The following diagram illustrates the complete artifact garbage collection process:

```mermaid theme={null}
graph TB
    Start([Artifact Deletion Initiated]) --> DeleteMethod{Deletion Method}
    
    DeleteMethod -->|UI| UIDelete[Delete via W&B App]
    DeleteMethod -->|SDK| SDKDelete[Delete via W&B Python SDK]
    DeleteMethod -->|TTL| TTLDelete[TTL Policy Expires]
    
    UIDelete --> SoftDelete[Artifact Marked as<br/>'Soft Delete']
    SDKDelete --> SoftDelete
    TTLDelete --> SoftDelete
    
    SoftDelete --> GCWait[(Wait for<br/>best-effort<br/>Garbage Collection)]
    
    GCWait --> GCRun[Garbage Collection<br/>Process Runs<br/><br/>- Reviews all soft-deleted artifacts<br/>- Checks file dependencies]
    
    GCRun --> CheckUsage{Are files used by<br/>other artifact versions?}
    
    CheckUsage -->|Yes| KeepFiles[Files Kept in Storage<br/><br/>- Artifact marked deleted<br/>- Files remain for other versions]
    CheckUsage -->|No| DeleteFiles[Files Deleted from Storage<br/><br/>- Artifact fully removed<br/>- Storage space reclaimed]
    
    KeepFiles --> End([End])
    DeleteFiles --> End
    
    style Start fill:#e1f5fe,stroke:#333,stroke-width:2px,color:#000
    style SoftDelete fill:#fff3e0,stroke:#333,stroke-width:2px,color:#000
    style GCRun fill:#f3e5f5,stroke:#333,stroke-width:2px,color:#000
    style KeepFiles fill:#e8f5e9,stroke:#333,stroke-width:2px,color:#000
    style DeleteFiles fill:#ffebee,stroke:#333,stroke-width:2px,color:#000
    style End fill:#e0e0e0,stroke:#333,stroke-width:2px,color:#000
```

You can schedule when artifacts are deleted from W\&B with TTL policies.
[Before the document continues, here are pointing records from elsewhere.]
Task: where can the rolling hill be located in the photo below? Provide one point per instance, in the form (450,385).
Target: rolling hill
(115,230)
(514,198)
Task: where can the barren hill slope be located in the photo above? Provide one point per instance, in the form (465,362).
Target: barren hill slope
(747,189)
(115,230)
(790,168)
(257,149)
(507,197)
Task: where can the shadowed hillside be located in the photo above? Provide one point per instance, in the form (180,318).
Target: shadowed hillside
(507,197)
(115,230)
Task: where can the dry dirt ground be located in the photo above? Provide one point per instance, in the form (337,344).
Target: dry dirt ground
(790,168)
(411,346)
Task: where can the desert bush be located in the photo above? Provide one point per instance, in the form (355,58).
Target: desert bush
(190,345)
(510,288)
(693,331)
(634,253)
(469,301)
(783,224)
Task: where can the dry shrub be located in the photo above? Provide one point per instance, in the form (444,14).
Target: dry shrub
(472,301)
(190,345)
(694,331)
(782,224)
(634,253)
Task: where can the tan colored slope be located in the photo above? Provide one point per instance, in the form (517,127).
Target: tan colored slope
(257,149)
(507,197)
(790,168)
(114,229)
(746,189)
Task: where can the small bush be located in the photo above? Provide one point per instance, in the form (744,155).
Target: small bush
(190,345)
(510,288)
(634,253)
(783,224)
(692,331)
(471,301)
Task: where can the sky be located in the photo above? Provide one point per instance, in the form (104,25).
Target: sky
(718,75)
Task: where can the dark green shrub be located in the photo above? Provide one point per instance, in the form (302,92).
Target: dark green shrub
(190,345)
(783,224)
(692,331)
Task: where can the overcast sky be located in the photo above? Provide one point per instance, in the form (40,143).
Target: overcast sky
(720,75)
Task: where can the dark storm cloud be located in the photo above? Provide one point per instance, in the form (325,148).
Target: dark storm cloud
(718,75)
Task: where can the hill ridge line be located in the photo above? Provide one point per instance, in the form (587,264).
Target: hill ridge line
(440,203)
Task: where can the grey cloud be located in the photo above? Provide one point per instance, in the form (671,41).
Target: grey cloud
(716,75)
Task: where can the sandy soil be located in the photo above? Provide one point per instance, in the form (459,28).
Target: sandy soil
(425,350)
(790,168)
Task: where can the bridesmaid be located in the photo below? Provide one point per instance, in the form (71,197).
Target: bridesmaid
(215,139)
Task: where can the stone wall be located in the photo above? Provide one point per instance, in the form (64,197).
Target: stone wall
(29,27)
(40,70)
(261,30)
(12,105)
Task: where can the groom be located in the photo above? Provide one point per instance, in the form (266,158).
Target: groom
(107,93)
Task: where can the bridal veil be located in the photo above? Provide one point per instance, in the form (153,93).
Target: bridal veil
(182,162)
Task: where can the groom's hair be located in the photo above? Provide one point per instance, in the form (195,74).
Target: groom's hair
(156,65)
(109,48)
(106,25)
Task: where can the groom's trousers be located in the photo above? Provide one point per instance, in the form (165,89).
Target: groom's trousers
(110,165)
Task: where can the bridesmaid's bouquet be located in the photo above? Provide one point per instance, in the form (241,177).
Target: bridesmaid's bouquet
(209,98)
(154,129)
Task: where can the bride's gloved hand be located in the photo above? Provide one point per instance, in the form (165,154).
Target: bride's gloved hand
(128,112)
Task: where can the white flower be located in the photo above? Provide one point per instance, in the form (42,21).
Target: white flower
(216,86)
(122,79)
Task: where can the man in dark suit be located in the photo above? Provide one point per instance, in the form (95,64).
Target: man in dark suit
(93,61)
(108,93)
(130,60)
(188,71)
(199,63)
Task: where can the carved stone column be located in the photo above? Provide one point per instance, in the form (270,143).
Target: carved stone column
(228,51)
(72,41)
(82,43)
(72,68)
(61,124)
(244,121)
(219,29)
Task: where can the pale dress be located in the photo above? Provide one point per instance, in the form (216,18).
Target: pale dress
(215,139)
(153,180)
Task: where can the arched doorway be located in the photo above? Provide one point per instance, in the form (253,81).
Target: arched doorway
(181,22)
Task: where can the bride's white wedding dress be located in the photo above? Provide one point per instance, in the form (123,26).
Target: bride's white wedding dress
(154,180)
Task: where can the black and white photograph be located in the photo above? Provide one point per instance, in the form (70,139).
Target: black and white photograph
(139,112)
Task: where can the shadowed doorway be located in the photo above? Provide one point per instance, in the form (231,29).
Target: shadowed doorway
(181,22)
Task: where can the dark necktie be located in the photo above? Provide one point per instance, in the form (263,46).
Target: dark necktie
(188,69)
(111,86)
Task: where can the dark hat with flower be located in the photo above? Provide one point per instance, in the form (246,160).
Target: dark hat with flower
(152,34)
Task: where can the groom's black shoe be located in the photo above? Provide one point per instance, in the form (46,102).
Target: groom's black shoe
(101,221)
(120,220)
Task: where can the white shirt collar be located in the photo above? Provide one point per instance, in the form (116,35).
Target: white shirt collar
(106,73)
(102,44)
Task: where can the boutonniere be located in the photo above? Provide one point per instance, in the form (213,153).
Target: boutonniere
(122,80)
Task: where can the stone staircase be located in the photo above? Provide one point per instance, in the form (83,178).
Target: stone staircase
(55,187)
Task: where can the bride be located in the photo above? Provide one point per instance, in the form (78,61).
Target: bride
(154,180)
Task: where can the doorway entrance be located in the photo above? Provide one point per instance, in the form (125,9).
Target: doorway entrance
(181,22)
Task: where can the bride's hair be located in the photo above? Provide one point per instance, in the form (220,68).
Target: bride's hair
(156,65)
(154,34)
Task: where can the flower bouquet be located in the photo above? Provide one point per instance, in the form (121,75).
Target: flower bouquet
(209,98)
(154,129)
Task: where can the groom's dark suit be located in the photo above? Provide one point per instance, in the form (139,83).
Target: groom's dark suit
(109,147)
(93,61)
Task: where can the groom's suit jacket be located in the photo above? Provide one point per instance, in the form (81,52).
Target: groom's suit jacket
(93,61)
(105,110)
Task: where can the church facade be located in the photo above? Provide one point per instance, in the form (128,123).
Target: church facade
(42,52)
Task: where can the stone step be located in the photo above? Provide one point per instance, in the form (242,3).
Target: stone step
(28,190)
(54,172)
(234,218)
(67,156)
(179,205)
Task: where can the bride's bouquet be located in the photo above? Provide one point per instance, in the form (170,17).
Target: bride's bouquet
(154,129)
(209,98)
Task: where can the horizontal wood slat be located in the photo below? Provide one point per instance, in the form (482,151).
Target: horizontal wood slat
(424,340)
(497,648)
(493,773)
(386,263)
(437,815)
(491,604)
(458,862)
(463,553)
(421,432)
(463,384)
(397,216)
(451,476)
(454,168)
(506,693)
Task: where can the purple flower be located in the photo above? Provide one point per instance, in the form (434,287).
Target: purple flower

For more information, see [Manage data retention with Artifact TTL policy](./ttl).

<Note>
  Artifacts deleted by a TTL policy, the W\&B Python SDK, or the W\&B App are first soft-deleted. Soft-deleted artifacts are then garbage-collected before they are permanently deleted.
</Note>

<Note>
  Deleting an entity, project, or artifact collection triggers the artifact deletion process described on this page. When you delete a run and choose to delete its associated artifacts, those artifacts follow the same soft-delete and garbage collection workflow.
</Note>

## Delete an artifact version

Delete an artifact version interactively with the W\&B App or programmatically with the W\&B Python SDK.

<Tabs>
  <Tab title="W&B App" value="ui">
    To delete an artifact version:

    1. Navigate to the project that contains the artifact version you want to delete.
    2. Select the **Artifacts** tab.
    3. From the list of artifact types, select the type of artifact that contains the version you want to delete.
    4. Click the **action (<Icon icon="ellipsis" iconType="solid" />)** menu next to the artifact version you want to delete.
    5. From the dropdown, choose **Delete Version**.
  </Tab>

  <Tab title="W&B Python SDK" value="sdk">
    Delete an artifact version programmatically with the [wandb.Artifact.delete()](/models/ref/python/experiments/artifact#delete) method. Provide the full name of the artifact. The full name consists of `<entity>/<project>/<artifact_name>:<version>`. Set the `delete_aliases` parameter to `True` to delete the artifact even if it has one or more aliases associated with it.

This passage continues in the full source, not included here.